Donc quels effets possibles de l’annulation de la Déclaration d’Utilité Publique sur l’ordonnance d’expropriation et sur le transfert de propriété.

Dans un premier temps, aucun effet possible, le transfert est définitif, on a exproprié.

La seule issue est indemnitaire : Elle consiste à dire que l’Administration a illégalement usé d’un procédé illégal. Donc action indemnitaire assez théorique car quel est le préjudice ? BA celui d’être privé de propriété mais on a été indemnisé ! L’action est donc ouverte que si il y a un préjudice indemnisable qui souvent n’existe pas.

On a tenté d’y remédier par des aménagements de procédure : Lorsqu’il y a un pourvoi en Cour de Cassation, le juge informé du contentieux de la Déclaration d’Utilité Publique, suspendait sa décision jusqu’à la décision du Juge Administratif. Mais encore fallait il qu’il y ait eut un pourvoi en Cour de Cassation et d’autre part que le juge judiciaire soit informé.

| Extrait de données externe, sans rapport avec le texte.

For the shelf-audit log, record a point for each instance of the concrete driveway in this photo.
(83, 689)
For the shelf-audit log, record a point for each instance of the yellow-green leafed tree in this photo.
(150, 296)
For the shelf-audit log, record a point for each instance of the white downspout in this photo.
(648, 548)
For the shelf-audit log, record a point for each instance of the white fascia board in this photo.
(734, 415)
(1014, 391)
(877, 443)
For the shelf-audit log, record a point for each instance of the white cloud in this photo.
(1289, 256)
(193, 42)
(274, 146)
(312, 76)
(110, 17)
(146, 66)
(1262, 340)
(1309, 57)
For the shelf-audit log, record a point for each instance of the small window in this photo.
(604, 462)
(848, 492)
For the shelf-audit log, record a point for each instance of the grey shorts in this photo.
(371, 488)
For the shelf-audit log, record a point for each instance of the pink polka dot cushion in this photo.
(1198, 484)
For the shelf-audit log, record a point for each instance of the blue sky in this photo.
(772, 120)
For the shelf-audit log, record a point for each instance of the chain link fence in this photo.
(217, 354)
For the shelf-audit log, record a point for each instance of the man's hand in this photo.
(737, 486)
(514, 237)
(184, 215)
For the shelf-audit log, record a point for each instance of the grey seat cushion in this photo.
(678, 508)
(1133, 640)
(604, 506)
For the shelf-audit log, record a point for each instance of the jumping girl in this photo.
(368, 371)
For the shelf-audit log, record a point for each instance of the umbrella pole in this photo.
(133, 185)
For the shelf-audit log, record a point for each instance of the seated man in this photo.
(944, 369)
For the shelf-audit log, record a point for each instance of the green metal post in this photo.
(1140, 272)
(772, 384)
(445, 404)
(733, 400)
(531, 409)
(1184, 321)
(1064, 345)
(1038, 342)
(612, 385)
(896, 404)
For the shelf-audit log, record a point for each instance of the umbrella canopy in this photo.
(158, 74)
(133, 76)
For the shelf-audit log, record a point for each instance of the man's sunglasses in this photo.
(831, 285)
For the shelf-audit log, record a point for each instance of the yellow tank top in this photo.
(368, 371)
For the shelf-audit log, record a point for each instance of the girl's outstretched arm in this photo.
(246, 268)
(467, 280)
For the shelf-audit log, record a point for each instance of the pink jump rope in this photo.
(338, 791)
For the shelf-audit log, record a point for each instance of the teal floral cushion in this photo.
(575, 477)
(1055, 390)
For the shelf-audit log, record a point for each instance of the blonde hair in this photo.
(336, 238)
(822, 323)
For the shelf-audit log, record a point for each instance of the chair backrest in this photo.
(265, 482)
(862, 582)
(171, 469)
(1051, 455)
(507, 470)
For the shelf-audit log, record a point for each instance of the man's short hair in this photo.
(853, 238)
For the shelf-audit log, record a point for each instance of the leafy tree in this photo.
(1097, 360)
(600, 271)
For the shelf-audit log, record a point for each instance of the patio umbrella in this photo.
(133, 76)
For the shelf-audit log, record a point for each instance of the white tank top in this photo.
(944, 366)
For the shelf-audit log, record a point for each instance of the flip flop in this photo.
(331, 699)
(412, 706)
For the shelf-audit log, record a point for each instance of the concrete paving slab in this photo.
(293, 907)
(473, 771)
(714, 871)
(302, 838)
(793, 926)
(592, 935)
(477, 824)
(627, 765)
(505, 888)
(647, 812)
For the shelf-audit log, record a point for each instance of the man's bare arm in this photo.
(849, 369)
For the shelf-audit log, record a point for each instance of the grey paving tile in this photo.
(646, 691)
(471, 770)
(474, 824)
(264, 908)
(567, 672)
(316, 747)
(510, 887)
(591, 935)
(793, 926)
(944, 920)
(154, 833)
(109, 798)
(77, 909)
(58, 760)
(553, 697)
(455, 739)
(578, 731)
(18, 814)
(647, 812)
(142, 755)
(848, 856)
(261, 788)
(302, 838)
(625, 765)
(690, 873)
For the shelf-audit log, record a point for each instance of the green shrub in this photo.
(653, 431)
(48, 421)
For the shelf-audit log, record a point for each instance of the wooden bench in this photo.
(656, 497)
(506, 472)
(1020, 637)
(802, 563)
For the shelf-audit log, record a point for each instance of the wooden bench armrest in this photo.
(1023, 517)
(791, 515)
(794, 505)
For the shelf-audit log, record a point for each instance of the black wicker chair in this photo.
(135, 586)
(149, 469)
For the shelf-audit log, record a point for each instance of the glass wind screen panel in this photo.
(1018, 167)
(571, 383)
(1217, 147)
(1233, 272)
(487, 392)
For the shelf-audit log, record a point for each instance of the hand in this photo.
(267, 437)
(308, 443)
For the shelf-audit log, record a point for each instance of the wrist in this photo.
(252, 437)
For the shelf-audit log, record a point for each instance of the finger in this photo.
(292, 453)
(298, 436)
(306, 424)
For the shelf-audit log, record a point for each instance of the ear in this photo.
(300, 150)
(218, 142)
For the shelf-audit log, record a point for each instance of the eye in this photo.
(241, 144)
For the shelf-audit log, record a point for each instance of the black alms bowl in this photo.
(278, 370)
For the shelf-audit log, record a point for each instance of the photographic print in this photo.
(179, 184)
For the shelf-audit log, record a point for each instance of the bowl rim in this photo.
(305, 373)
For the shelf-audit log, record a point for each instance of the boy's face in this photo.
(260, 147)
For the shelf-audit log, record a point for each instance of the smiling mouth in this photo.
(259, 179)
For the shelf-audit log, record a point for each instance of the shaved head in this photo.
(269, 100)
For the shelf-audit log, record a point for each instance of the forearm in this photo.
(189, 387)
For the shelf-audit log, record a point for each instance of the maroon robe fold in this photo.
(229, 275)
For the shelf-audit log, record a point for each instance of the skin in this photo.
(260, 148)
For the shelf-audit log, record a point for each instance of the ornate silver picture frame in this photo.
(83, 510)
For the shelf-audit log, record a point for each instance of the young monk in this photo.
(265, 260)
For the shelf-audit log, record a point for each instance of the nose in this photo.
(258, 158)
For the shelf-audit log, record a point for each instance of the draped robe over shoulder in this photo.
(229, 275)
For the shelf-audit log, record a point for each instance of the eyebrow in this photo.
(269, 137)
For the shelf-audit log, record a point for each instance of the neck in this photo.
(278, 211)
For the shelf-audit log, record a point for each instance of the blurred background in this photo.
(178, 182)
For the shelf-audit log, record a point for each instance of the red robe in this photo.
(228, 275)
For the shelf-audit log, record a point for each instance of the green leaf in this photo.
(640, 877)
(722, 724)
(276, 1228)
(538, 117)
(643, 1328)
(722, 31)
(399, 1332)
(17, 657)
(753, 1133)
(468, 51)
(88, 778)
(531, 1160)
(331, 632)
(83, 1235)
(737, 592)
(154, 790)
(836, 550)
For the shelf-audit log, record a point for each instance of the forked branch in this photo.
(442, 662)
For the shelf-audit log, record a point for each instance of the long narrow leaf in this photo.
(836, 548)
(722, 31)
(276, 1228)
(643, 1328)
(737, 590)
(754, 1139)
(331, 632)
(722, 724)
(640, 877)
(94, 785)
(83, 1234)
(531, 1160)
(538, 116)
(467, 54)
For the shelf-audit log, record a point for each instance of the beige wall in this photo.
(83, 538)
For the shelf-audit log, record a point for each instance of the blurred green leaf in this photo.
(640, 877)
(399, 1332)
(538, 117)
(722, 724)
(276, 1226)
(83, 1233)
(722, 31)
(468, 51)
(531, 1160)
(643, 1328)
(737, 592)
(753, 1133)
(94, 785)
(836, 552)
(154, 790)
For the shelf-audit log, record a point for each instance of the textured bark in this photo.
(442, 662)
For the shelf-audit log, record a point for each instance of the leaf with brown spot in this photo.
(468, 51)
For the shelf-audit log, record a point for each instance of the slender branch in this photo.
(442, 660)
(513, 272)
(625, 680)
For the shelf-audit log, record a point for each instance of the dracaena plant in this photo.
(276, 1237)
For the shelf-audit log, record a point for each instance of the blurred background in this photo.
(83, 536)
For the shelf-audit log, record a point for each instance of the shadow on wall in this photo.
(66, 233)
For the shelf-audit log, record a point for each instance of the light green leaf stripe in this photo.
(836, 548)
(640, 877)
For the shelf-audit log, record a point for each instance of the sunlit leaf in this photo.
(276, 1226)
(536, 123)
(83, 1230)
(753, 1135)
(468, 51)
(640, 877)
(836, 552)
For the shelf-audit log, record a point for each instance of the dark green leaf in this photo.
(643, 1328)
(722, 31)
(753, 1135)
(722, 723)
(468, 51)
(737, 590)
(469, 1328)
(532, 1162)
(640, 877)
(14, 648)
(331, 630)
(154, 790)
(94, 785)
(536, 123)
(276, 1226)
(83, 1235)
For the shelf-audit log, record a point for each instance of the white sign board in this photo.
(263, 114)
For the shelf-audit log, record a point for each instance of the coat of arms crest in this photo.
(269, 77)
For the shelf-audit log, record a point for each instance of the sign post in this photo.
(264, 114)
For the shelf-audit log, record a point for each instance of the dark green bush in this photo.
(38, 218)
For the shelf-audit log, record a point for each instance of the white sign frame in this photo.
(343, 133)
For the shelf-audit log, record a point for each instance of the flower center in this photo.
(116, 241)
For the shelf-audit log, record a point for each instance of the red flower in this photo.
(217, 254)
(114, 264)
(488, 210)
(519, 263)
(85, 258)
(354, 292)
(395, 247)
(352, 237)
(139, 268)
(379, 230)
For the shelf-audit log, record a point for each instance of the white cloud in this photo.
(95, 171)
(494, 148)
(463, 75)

Aujourd’hui on va avoir longtemps à attendre pour que le contentieux soit vidé dans les juridictions administratives : 1ère instance, puis Cour Administrative d’Appel puis Conseil d’Etat….

La Cour de Cassation a, dans son rapport annuel de 1991, souhaité une intervention du législateur pour mettre fin à cette situation et ceci en liaison avec sa Jurisprudence condamnant toutes les formes d’expropriations indirectes.

Le législateur est intervenue dans une loi du 2/02/1995 qui figure à l’article L12-5 du code de l’expropriation : En cas d’annulation par une décision définitive du Juge Administratif de la Déclaration d’Utilité Publique ou de l’arrêté de cessibilité, tout exproprié peut faire constater par le juge de l’expropriation que l’ordonnance portant transferts de propriété est dépourvue de base légale (Tribunal de Grande Instance de Bobigny, 12/07/1996, CONSORTS CUBAIN C/ COMMUNE DE ST OUEN)

Il faut une initiative de l’expropriant à défaut de quoi tous les effets de l’expropriation sont acquis.

Action de l’exproprié qui n’est possible que dans le laps de temps séparant l’annulation de la Déclaration d’Utilité Publique et la prise de possession de l’administration du terrain ! Si elle a pris possession alors l’action contre l’ordonnance n’est pas possible.